Davanti le Telecamere di ParvapoliS Dino Spinelli, interprete.
Uno spettacolo particolare, scritto molti anni fa ma di grande
attualità. Si parla di un livellamento culturale, quasi
un azzeramento delle menti e dell'intelletto.
Eppure ci sono personaggi piatti ma con una rabbia dentro.
«Il mio personaggio è ricchissimo. Fa ridere, incazzare, fa piangere.
Per un attore è una manna». Cosa gli manca? «L'amore. Lui ha la casa piena
di vocine registrate. E quando torna a casa lo accolgono e lo salutano. Una cosa
di una tristezza sconfinata».
Genialità e solitudine. È dovuta al deserto intellettuale tipico
della società contemporanea? «Sì, penso di sì. Ma se sei ricco dentro dovresti
essere stimolato a comunicarlo agli altri».

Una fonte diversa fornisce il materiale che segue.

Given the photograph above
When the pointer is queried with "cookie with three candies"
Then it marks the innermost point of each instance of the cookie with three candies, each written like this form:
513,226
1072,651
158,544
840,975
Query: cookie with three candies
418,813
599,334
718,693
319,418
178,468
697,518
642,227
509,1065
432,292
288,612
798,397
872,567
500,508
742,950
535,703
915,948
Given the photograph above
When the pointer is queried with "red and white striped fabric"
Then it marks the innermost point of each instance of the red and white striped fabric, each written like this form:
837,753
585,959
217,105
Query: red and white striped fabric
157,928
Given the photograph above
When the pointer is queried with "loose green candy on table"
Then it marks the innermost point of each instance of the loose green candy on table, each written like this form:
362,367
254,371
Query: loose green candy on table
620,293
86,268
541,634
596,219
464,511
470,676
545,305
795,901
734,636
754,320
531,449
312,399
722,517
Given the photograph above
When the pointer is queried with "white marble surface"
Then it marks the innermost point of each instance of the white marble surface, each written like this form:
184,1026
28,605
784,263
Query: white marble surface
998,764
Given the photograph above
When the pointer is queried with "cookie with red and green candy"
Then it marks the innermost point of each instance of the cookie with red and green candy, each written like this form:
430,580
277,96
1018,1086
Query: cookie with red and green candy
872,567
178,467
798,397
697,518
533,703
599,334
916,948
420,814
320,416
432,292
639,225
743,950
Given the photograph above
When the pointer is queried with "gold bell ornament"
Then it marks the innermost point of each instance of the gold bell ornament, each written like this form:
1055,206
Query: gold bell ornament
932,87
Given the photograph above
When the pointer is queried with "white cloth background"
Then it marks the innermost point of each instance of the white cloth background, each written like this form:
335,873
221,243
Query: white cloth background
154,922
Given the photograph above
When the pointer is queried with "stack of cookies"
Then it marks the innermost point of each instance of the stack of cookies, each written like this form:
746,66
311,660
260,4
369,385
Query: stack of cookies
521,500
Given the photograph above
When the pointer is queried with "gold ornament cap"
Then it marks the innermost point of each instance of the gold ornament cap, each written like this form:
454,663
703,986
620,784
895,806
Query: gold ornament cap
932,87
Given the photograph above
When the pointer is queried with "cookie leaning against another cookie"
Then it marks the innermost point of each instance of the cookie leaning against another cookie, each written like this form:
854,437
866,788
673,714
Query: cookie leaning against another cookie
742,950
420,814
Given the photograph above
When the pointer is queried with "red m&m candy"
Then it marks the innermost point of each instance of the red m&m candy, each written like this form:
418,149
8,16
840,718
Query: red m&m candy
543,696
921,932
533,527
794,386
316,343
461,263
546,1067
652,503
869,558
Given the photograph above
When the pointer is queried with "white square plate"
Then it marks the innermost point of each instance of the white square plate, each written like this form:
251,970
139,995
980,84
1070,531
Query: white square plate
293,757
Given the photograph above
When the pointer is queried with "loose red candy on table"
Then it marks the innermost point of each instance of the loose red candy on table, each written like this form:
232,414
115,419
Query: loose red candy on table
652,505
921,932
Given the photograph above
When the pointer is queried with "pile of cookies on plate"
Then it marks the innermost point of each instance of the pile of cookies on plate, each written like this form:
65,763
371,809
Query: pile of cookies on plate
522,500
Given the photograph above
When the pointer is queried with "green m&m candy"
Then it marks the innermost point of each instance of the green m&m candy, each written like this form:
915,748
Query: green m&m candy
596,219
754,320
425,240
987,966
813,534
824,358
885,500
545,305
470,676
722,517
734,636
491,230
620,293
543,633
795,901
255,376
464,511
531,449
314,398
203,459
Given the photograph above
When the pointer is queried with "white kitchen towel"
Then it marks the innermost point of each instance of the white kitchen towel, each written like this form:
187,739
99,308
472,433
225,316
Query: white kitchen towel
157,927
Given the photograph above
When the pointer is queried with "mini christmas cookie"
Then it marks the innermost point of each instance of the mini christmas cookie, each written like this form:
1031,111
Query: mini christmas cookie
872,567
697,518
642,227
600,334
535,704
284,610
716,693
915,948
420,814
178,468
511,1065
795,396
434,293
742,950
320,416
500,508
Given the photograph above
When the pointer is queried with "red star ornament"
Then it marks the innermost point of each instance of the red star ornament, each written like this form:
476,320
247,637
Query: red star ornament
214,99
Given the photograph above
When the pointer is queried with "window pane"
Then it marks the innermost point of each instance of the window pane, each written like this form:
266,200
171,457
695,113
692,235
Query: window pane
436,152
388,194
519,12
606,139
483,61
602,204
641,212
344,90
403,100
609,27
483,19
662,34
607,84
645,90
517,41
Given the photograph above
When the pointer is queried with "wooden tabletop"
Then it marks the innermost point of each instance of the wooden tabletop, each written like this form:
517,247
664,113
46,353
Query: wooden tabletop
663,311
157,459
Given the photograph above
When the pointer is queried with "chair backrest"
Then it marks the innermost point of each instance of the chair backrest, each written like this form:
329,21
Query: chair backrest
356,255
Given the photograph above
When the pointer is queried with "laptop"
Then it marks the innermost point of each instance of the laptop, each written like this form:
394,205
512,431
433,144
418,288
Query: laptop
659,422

Cosa sono per te le parole? Sono, come dici sulla scena, come dell'olio
bruciato, che scorrono e non si fermano... «Sono una fonte continua
di ispirazione. Io leggo tanto. Sono una finestra, un ricettacolo, un
universo racchiuso in questo oggetto meraviglioso. Il libro è la fonte
a cui tutti attingiamo per arricchirci».